Kapitel 48

Shen Yun rit et la lâcha : « Dix-neuf, tu es une sacrée voyou ! »

Elle s'en alla comme une alouette joyeuse, éblouissante et radieuse.

Shen Yuntan ressentit un sentiment extraordinaire de plénitude et de satisfaction. En lui tenant la main et en la contemplant, il eut l'impression de pouvoir la regarder éternellement. Il s'étira, alla dans le jardin, attrapa une poule et se prépara à épater Nineteen, pour lui prouver que son mari valait vraiment la peine de faire tous ces efforts !

Shen Yun pluma le poulet, fit mijoter une marmite de soupe au poulet parfumée, cueillit quelques légumes dans la cour et les fit sauter négligemment.

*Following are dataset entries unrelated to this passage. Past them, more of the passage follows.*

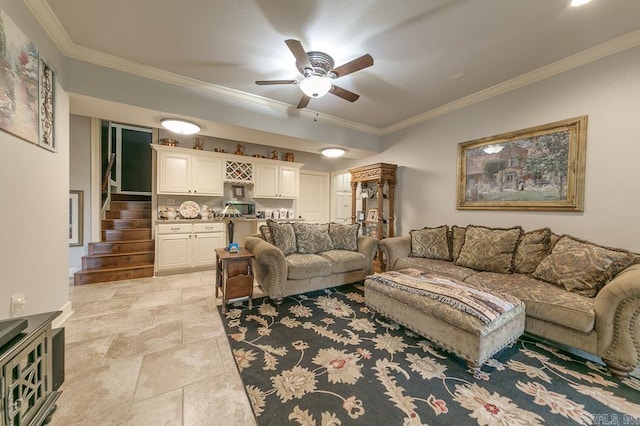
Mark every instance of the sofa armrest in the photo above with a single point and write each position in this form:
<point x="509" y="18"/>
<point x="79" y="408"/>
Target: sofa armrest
<point x="270" y="266"/>
<point x="617" y="311"/>
<point x="395" y="248"/>
<point x="369" y="247"/>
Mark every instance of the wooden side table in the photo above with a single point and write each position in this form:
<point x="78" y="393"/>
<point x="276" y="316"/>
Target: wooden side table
<point x="234" y="276"/>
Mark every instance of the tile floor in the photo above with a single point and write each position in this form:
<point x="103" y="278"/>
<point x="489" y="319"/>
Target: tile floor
<point x="150" y="351"/>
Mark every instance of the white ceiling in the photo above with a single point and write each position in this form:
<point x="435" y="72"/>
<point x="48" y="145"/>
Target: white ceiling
<point x="417" y="45"/>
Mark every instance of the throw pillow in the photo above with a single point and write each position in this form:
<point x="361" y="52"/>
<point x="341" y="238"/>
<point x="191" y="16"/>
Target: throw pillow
<point x="344" y="237"/>
<point x="457" y="240"/>
<point x="312" y="238"/>
<point x="431" y="243"/>
<point x="283" y="236"/>
<point x="489" y="249"/>
<point x="533" y="247"/>
<point x="266" y="234"/>
<point x="582" y="267"/>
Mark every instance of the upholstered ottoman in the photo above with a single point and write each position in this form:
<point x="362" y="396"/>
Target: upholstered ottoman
<point x="468" y="322"/>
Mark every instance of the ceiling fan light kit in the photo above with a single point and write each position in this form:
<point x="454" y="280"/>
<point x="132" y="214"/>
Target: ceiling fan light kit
<point x="179" y="126"/>
<point x="333" y="152"/>
<point x="319" y="72"/>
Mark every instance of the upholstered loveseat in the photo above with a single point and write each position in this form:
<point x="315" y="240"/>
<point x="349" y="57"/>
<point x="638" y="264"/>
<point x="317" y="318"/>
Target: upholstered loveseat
<point x="575" y="293"/>
<point x="294" y="258"/>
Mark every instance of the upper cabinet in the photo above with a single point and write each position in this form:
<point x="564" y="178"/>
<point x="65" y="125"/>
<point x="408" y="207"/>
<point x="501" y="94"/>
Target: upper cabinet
<point x="181" y="172"/>
<point x="185" y="171"/>
<point x="276" y="181"/>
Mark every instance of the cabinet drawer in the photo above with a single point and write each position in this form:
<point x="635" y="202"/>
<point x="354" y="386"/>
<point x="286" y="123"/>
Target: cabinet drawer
<point x="174" y="228"/>
<point x="208" y="227"/>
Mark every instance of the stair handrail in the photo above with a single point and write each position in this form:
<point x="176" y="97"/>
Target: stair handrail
<point x="107" y="173"/>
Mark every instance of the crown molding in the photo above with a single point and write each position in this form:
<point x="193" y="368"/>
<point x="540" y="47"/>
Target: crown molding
<point x="595" y="53"/>
<point x="47" y="19"/>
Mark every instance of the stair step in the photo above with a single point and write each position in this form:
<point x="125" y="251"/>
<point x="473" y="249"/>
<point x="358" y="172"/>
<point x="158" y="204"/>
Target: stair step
<point x="125" y="223"/>
<point x="130" y="205"/>
<point x="105" y="261"/>
<point x="133" y="246"/>
<point x="112" y="274"/>
<point x="126" y="234"/>
<point x="128" y="214"/>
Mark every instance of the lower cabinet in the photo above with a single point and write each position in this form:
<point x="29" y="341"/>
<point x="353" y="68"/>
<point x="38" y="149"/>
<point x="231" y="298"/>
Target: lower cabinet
<point x="181" y="246"/>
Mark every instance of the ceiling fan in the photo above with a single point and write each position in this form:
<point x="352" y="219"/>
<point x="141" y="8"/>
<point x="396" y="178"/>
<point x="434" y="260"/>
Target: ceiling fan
<point x="318" y="71"/>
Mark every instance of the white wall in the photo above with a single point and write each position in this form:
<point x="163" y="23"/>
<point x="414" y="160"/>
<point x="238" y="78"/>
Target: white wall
<point x="34" y="219"/>
<point x="80" y="179"/>
<point x="606" y="90"/>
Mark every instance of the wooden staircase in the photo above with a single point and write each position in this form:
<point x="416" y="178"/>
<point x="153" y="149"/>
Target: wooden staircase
<point x="126" y="250"/>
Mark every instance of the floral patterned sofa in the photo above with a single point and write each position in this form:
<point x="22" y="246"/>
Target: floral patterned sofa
<point x="294" y="258"/>
<point x="575" y="292"/>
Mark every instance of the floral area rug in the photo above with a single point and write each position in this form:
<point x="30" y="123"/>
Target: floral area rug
<point x="320" y="359"/>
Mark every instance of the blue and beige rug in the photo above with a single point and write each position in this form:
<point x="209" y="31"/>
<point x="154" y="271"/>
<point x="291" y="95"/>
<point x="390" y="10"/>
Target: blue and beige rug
<point x="320" y="359"/>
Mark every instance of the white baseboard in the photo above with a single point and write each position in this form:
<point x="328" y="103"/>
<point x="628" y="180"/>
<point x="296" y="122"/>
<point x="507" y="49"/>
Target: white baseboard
<point x="67" y="311"/>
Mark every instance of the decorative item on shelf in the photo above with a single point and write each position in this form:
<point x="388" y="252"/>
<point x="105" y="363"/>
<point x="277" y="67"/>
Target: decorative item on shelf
<point x="198" y="143"/>
<point x="169" y="142"/>
<point x="228" y="213"/>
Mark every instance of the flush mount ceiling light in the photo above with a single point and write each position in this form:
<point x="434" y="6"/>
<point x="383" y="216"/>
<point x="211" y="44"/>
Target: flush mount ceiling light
<point x="333" y="152"/>
<point x="315" y="86"/>
<point x="182" y="127"/>
<point x="493" y="149"/>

Comme midi approchait et qu'il supposait que Dix-neuf ne tarderait pas à revenir, il mit la table, se préparant à lui faire une surprise.

De midi jusqu'au soir.

Du crépuscule jusqu'à ce que les étoiles brillent de mille feux.

Tang Shijiu n'est pas revenu.

Tang Shijiu ne reviendra jamais.

Tang Shijiu dormait profondément dans une calèche qui tanguait. Shen Yun était si heureux qu'il oublia qu'il avait offensé le clan Tang la veille, qu'il se trouvait sur le territoire du manoir Jinhu et que, malgré son talent pour les arts martiaux, Tang Shijiu était encore novice.

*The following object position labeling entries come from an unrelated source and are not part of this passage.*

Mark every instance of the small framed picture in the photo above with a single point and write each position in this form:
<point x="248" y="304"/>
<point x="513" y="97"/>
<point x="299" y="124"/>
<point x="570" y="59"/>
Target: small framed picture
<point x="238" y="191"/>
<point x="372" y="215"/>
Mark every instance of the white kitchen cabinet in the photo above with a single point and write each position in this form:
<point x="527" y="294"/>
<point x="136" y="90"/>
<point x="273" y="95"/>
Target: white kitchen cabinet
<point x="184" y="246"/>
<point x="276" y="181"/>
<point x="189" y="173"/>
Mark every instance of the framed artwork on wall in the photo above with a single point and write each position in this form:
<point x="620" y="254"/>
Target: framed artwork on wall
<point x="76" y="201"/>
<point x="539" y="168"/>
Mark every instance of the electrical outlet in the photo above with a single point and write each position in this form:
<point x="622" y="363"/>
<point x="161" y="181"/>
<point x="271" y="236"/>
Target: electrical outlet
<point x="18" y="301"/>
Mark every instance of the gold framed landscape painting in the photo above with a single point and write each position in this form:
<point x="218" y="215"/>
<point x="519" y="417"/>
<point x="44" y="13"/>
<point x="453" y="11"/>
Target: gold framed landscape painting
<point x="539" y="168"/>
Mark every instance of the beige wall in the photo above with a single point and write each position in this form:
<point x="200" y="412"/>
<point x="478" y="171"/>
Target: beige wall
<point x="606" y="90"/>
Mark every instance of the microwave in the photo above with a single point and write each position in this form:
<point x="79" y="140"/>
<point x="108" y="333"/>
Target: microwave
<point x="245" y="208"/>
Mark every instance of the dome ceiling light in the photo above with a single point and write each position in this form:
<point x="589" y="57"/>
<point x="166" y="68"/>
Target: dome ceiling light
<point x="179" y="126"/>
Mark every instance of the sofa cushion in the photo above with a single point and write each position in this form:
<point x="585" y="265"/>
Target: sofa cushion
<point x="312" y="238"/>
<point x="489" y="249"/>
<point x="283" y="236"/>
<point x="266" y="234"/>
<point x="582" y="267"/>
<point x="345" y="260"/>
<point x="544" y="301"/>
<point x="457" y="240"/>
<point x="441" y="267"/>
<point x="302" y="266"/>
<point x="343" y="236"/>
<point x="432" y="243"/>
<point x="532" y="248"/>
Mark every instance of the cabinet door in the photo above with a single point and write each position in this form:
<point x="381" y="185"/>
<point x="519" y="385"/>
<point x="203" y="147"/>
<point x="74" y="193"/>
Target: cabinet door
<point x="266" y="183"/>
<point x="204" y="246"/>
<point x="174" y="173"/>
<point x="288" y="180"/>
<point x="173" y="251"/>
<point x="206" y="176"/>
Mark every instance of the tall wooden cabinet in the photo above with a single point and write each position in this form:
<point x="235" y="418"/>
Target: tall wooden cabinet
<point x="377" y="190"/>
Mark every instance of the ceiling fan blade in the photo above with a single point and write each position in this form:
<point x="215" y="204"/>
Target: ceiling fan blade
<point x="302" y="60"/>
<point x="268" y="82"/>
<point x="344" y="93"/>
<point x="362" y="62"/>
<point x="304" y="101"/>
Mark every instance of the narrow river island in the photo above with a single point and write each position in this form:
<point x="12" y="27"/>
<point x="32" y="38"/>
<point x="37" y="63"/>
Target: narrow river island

Elle pensait avoir choisi une très bonne calèche

; elle était belle et propre, et le cheval était gras, avec des sabots ronds. Oncle Bai était plutôt intelligent et n’avait pas péri dans l’incendie de la clinique médicale de Brocart, mais il s’était enfui et avait disparu. Il leur fallait un nouveau cheval.

Cependant, Tang Shijiu ignorait qu'elle n'avait pas choisi cette calèche, mais que celle-ci l'attendait.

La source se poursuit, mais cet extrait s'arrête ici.